Hi All,

Some good feedback and interesting suggestions. A couple of points to clarify (but thanks to those that made suggestions otherwise).

The point of this exercise is not so much to build the generator but to work out how I would build it. As mentioned, there are many

Science Fair projects out there in Internetland and the theory is simple and straight forward - wind some coils and move them through

a magnetic field. My theory of sticking Magnets to a Fly Wheel and spinning them past a coils should work no problems.

For those that suggested pulling apart or acquiring motors and spinning them some way - I agree that it is simpler and easier and almost

certainly cheaper but only gives me the end result. What I want is the satisfaction of working out how to do it, designing a machine that

will do it, and then seeing how close I get to the theory with actual test measurements.

For those who suggested the wind power generator path, that is sort of what I had in mind when I dreamed this up. I am investigating this

now, but many of these projects also use the "get a motor" method. Some use a method similar to my method but they are more of the giant

Science Fair project type - they work fine but you get what you get, there is no theory behind the designs to calculate what you get.

I have made some progress. I am not interested in PHD level explanations of how this works, just a working knowledge, and I am happy

to plug numbers into a formula. My interest is doing the exercise and having an understanding of what any formula actually calculates

and why it needs certain inputs, e.g. there will be some trig function involved because the rig spins - I get that. I will leave any heavy lifting

to a computer, I don't need to know Quantum Field Theory so that the arcane quirks make sense.

For those interested, I was put on to these sites:

Hi Andrew,

The generated voltage can be calculated using the first link below. The amount of power that can be generated (and hence current flow) is related to the amount of power provided by the force causing the rotation and generator efficiency. The wire gauge and resistance are inter-related and determine the amount of current that can be generated either due to voltage drop and/or fusing of the wire. The wire gauge does not affect the generated voltage until there is a load applied to cause current flow.
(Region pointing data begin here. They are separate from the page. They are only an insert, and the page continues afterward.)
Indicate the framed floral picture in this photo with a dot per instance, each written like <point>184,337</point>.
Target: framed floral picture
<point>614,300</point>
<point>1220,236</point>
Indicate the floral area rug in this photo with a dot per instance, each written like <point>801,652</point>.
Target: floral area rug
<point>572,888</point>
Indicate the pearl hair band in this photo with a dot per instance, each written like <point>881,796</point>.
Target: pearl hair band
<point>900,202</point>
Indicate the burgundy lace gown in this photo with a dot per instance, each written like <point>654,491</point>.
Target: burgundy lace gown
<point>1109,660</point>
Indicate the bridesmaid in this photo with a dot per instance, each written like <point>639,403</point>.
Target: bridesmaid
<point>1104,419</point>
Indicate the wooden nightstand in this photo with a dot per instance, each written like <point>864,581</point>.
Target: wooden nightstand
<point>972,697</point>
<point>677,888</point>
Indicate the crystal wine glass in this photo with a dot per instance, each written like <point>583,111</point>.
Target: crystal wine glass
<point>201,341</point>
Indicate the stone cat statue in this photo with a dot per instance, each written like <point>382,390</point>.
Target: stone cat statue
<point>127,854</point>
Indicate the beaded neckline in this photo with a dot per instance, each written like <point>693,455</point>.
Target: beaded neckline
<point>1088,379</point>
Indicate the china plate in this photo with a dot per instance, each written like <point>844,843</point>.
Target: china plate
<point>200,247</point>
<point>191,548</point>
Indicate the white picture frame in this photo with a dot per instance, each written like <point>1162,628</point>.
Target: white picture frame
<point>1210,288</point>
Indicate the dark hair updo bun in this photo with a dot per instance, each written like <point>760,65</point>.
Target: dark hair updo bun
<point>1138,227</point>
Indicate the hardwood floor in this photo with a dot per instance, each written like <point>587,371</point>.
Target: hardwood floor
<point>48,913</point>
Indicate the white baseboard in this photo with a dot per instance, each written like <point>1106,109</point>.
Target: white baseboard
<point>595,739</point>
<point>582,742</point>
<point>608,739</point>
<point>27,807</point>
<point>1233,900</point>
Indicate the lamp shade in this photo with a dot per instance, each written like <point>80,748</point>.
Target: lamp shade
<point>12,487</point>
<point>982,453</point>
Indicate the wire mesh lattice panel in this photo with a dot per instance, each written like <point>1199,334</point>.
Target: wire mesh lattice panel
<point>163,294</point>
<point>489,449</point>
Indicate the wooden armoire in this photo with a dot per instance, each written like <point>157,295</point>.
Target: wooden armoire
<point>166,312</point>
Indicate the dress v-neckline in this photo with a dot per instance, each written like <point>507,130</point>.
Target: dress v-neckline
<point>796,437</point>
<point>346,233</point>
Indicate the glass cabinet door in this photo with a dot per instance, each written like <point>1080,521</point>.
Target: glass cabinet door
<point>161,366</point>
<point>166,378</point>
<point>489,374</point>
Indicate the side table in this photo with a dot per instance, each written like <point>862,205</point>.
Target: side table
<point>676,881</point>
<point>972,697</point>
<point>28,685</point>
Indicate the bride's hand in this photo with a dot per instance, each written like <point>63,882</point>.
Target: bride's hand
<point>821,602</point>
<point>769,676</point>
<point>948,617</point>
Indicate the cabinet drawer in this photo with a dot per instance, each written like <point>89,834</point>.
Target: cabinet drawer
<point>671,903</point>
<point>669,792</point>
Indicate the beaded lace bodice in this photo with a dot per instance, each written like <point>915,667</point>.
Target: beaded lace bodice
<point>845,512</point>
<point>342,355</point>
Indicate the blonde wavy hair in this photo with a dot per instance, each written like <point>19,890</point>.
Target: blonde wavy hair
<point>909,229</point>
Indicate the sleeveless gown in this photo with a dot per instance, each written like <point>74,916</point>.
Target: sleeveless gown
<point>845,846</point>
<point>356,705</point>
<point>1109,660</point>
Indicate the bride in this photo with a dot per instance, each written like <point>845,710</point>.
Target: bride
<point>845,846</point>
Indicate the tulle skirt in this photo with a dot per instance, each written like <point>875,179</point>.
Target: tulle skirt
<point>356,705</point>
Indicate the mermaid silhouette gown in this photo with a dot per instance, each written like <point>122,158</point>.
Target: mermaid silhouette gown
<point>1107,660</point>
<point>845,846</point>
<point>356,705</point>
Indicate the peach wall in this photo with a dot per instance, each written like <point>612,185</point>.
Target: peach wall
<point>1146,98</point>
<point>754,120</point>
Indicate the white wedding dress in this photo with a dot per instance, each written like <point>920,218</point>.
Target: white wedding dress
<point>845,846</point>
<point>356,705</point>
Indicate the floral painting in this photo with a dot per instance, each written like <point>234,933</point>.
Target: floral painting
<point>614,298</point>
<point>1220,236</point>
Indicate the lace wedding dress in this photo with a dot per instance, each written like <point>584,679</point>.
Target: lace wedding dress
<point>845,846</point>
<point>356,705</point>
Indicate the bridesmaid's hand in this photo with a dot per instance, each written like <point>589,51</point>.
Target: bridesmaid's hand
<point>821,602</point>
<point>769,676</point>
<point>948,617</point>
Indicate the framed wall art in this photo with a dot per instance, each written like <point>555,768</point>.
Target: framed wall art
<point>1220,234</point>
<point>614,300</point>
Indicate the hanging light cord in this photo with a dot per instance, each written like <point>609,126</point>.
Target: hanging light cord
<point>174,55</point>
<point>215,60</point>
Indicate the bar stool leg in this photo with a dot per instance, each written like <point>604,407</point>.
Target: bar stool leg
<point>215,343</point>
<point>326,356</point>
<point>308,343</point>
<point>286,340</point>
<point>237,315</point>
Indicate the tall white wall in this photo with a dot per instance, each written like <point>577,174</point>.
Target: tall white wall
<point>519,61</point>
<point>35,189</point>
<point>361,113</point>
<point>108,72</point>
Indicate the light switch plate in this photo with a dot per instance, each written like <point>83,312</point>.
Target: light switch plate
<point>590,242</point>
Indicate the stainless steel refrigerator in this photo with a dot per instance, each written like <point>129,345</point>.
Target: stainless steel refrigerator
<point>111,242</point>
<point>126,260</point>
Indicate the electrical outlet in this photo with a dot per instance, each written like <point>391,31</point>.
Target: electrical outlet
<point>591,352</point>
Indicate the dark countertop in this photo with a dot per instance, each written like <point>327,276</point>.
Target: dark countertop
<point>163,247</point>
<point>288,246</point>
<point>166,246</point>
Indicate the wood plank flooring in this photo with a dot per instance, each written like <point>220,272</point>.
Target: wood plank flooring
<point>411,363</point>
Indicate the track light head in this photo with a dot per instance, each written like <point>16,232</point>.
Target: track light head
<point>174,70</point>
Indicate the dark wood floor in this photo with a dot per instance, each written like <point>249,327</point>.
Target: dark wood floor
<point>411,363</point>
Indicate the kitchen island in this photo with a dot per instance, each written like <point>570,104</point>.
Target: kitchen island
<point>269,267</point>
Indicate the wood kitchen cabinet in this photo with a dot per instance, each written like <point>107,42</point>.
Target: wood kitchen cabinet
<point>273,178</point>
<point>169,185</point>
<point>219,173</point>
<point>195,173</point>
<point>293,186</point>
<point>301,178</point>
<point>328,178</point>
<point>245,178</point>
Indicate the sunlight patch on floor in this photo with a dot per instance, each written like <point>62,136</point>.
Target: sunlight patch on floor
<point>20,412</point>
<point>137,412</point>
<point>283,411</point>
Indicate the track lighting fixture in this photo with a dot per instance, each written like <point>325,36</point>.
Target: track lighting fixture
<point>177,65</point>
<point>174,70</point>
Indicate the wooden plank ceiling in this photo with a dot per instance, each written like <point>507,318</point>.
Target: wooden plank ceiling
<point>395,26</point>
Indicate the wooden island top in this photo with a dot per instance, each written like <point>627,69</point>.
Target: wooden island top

http://www.endmemo.com/physics/electricgenerator.php

More information in these links.

http://hyperphysics.phy-astr.gsu.edu/hbase/magnetic/genwir3.html

https://www.electricaltechnology.org/2012/11/emf-equation-of-alternator-or-ac.html

https://opentextbc.ca/physicstestbook2/chapter/electric-generators/

Regards

John Clarke
Thanks to John Clarke fro Silicon Chip Magazine in Australia.

I am greatly enjoying all you input. Thanks for all of your help.